I’m trying to understand the best way (in terms of both token use and efficient use of the context window) to pass this “state-data” to the Assistant…
-
The obvious choice is “add it to the prompt”. But my concern is that this will quickly eat up tokens and fill the context window with largely redundant information. Because with each turn of the conversation the AI (ie the underlying transformer) is not only seeing the current state-data, but also the state-data from each past-turn.
-
Currently, we are passing state-data via “additional instructions” - since my understanding is the AI (ie the underlying transformer) will only see one copy of the state-data (instead of one copy per-past-turn of the conversation) - on each turn.
-
We could also send a summarized/truncated state-data in the prompt, and make it queryable via function calls.
Specific questions:
-
I understand that token-billing is somewhat opaque - but I’m trying to get a rough idea here.
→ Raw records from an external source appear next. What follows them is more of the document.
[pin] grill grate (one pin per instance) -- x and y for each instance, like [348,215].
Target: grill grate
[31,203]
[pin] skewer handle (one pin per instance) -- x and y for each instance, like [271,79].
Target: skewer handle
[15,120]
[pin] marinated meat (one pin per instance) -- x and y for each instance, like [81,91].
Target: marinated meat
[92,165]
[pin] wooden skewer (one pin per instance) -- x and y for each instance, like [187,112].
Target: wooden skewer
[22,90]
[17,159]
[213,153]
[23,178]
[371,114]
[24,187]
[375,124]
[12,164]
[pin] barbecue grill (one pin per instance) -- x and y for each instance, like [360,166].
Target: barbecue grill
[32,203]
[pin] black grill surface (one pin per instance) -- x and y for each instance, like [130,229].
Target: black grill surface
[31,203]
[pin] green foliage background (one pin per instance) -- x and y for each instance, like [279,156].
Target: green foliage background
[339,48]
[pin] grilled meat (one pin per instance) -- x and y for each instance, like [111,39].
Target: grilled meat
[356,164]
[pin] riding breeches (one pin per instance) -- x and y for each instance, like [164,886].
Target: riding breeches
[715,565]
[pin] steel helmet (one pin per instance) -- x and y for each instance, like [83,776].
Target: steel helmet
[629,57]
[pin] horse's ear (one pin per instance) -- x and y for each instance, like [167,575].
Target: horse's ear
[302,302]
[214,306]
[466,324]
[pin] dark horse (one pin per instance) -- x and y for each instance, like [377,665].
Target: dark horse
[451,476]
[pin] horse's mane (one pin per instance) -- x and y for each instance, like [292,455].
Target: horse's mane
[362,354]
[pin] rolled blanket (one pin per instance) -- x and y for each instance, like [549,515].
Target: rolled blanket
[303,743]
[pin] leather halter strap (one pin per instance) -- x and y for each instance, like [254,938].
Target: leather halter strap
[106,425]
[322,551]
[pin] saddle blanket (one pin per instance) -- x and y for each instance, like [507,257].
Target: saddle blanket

Suppose we have a conversation with average message size M, structure size S, T-turns in the conversation, and token limit L. Is my understanding correct that my input token use over the conversation will be
O(min(L, (S+M)*T)*T)
if I put my structure in the prompt but justO(min(L, S+M*T)*T))
if I put it in the additional_instructions? -
Does the underlying transformer actually get the additional instructions on every prompt? I’ve seen people claiming that they are getting ignored.
-
Suppose the model can query a get_data_structure function to get the current structure via a function call. Will the response to that query still be visible to the AI in future turns of the conversation?